Like "Huckleberry Finn," "Moby Dick" and many other literary classics, "The Secret Garden" by Frances Hodgson Burnett tends to make better reading than it does theater. Especially theater for children.
To begin with, there's a "talky" quality to the story - sentences filled with dialect and regionalisms from all over Britain - that taxes a young person's concentration.What's more, as the plot develops we soon see that the heart of every character is basically in the right place. What little dramatic tension there is tends to come from misunderstanding and pure cussedness. There's no real villain to confront here - no Captain Hook, Queen of Hearts or Wicked Witch to stir the action and raise the dramatic temperature to a level kids both crave and enjoy.
That said - that "The Secret Garden" is basically a flawed piece of theater to begin with - one has to admire the way City Rep makes the best out of a bad situation by bringing eeriness, authentic English manners and a gauzy fairytale quality into high relief.
At the core of the story is Mary Lennox (Ginger Bunnell here). She's an angry young orphan who has been traumatized by the cholera epidemic in India that took her family, and she's come to live on the the estate of her uncle, Archibald Craven (Kris Johnson).
Her lot throughout the play is basically the lot of Heidi and Polyanna: to eventually bring new life and a sense of joy to people who have become wasted and worn down by grief, fear and silly convention.
Her first real conquest is ratty old Ben Weatherstaff, played in a non-threatening crotchety mode by Gordon Johnson. After that, good-hearted Dickon (Nigel James), Martha (Debi Martin) and even unhappy, hysterical Colin Craven (Jared Christensen) are charmed back to life by her vitality.
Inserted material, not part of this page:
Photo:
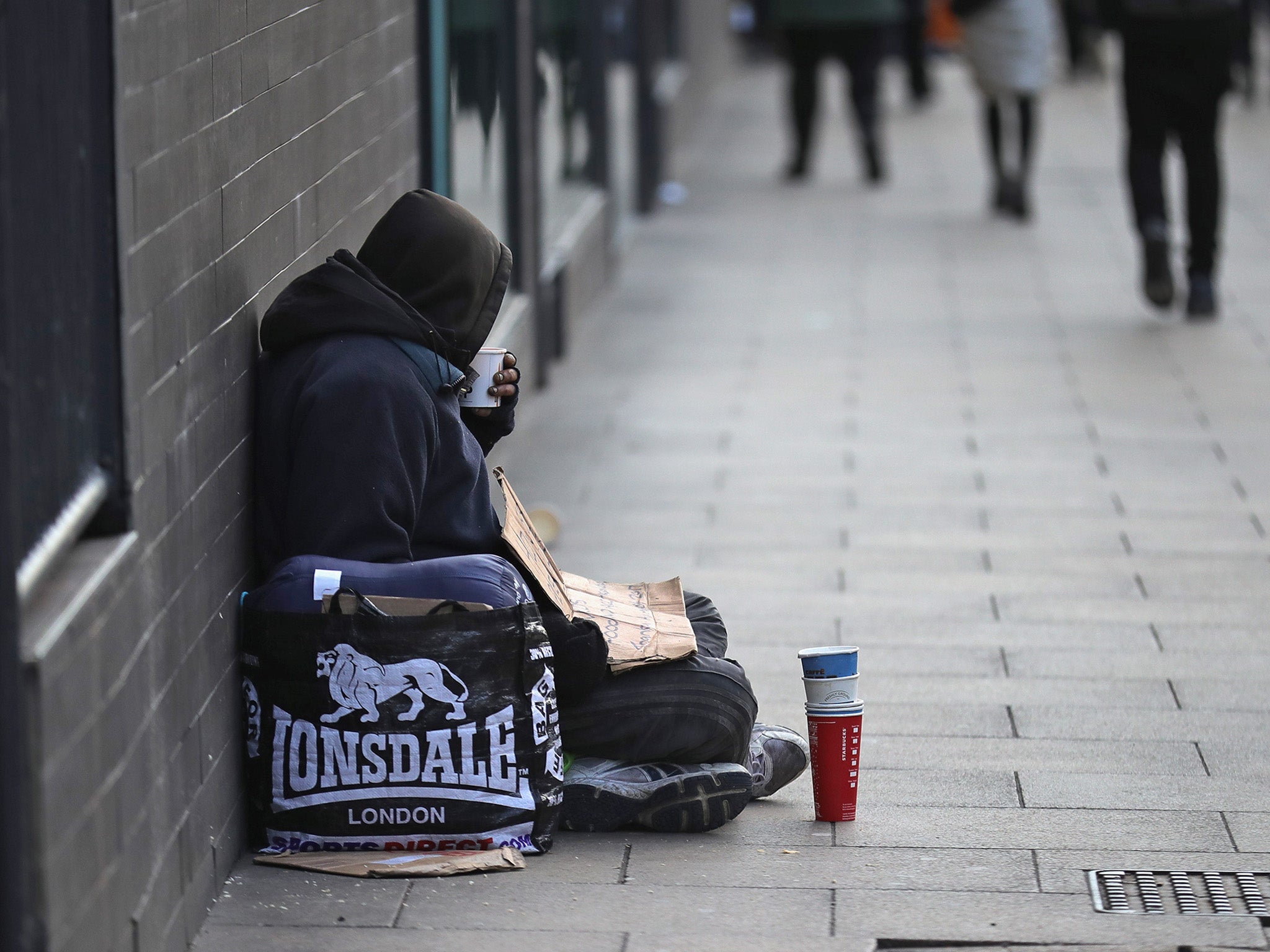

The performance of Bunnell as Mary tends to spike high and low. Some of the time we sense a real girlish whimsy come over her, nicely laid over a brooding, uneasy soul hiding deeper within.
At other times Bunnell flips from hot (temper tantrums and brattiness) to a cool, surface happiness so quickly that the audience is left feeling the poor girl is not so much confused by life as chemically unbalanced.
Colin suffers from much of the same problem. His transformations come so quickly and unexpectedly that one feels entire scenes have been cut from the work to keep things moving. The result is an impression of psychosis and too much sugar intake more than anything else.
Dorothy Snelson offers a convincing, bitter Mrs. Medlock. The night I was there, Reuben Fox served well as Doctor Craven, and Kris Johnson was solid as Uncle Craven.
A flashback scene to the cholera epidemic is a little confusing - though wonderfully haunted. And the staging itself - with most of the scenes being played out on the wings - is a bit more awkward than need be and tends to make two-thirds of the audience strain to hear lines that are tough to understand to begin with.
As I said earlier, Thomas W. Olson's script struggles bravely with this quiet, literary work. And Joanne M. Parker makes a gallant effort at pumping up interest by highlighting the textures of the story rather than the Victorian, stiff-upper-lip manners.